Do I need to make a type a POD to persist it with a memory-mapped file?

To avoid confusion let me restate the problem.

You want to create an object in mapped memory in such a way that after the application is closed and reopened the file can be mapped once again and object used without further deserialization.

POD is kind of a red herring for what you are trying to do. You don't need to be binary copyable (what POD means); you need to be address-independent.

Address-independence requires you to:

  • avoid all absolute pointers.
  • only use offset pointers to addresses within the mapped memory.

There are a few correlaries that follow from these rules.

  • You can't use virtual anything. C++ virtual functions are implemented with a hidden vtable pointer in the class instance. The vtable pointer is an absolute pointer over which you don't have any control.
  • You need to be very careful about the other C++ objects your address-independent objects use. Basically everything in the standard library may break if you use them. Even if they don't use new they may use virtual functions internally, or just store the address of a pointer.
  • You can't store references in the address-independent objects. Reference members are just syntactic sugar over absolute pointers.

Inheritance is still possible but of limited usefulness since virtual is outlawed.

Any and all constructors / destructors are fine as long as the above rules are followed.

Even Boost.Interprocess isn't a perfect fit for what you're trying to do. Boost.Interprocess also needs to manage shared access to the objects, whereas you can assume that you're only one messing with the memory.

In the end it may be simpler / saner to just use Google Protobufs and conventional serialization.


Not as much an answer as a comment that grew too big:

I think it's going to depend on how much safety you're willing to trade for speed/ease of usage. In the case where you have a struct like this:

struct S { char c; double d; };

You have to consider padding and the fact that some architectures might not allow you to access a double unless it is aligned on a proper memory address. Adding accessor functions and fixing the padding tackles this and the structure is still memcpy-able, but now we're entering territory where we're not really gaining much of a benefit from using a memory mapped file.

Since it seems like you'll only be using this locally and in a fixed setup, relaxing the requirements a little seems OK, so we're back to using the above struct normally. Now does the function have to be trivially copyable? I don't necessarily think so, consider this (probably broken) class:

   1 #include <iostream>
   2 #include <utility>
   3 
   4 enum Endian { LittleEndian, BigEndian };
   5 template<typename T, Endian e> struct PV {
   6         union {
   7                 unsigned char b[sizeof(T)];
   8                 T x;
   9         } val;  
  10         
  11         template<Endian oe> PV& operator=(const PV<T,oe>& rhs) {
  12                 val.x = rhs.val.x;
  13                 if (e != oe) {
  14                         for(size_t b = 0; b < sizeof(T) / 2; b++) {
  15                                 std::swap(val.b[sizeof(T)-1-b], val.b[b]);
  16                         }       
  17                 }       
  18                 return *this;
  19         }       
  20 };      

It's not trivially copyable and you can't just use memcpy to move it around in general, but I don't see anything immediately wrong with using a class like this in the context of a memory mapped file (especially not if the file matches the native byte order).

Update:
Where do you draw the line?

I think a decent rule of thumb is: if the equivalent C code is acceptable and C++ is just being used as a convenience, to enforce type-safety, or proper access it should be fine.

That would make boost::interprocess::offset_ptr OK since it's just a helpful wrapper around a ptrdiff_t with special semantic rules.
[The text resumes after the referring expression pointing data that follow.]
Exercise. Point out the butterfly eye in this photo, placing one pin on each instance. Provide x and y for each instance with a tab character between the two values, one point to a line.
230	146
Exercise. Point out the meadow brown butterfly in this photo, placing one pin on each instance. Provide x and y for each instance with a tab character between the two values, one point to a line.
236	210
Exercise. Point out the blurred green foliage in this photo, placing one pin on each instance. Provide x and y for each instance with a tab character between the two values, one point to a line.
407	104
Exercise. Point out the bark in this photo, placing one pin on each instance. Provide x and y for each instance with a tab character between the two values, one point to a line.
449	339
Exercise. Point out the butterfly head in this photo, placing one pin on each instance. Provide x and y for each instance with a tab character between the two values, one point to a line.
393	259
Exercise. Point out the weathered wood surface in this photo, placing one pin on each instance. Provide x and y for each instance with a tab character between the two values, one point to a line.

In the same vein struct PV above would be OK as it's just meant to byte swap automatically, though like in C you have to be careful to keep track of the byte order and assume that the structure can be trivially copied. Virtual functions wouldn't be OK as the C equivalent, function pointers in the structure, wouldn't work. However something like the following (untested) code would again be OK:

struct Foo { 
    unsigned char obj_type;
    void vfunc1(int arg0) { vtables[obj_type].vfunc1(this, arg0); }
};

Even PoD has pitfalls if you are interested in interoperating across different systems or across time.

You might look at Google Protocol Buffers for a way to do this in a portable fashion.


Yes, but for reasons other than the ones that seem to concern you.

You've got virtual functions and a virtual base class. These lead to a host of pointers created behind your back by the compiler. You can't turn them into offsets or anything else.

If you want to do this style of persistence, you need to eschew 'virtual'. After that, it's all a matter of the semantics. Really, just pretend you were doing this in C.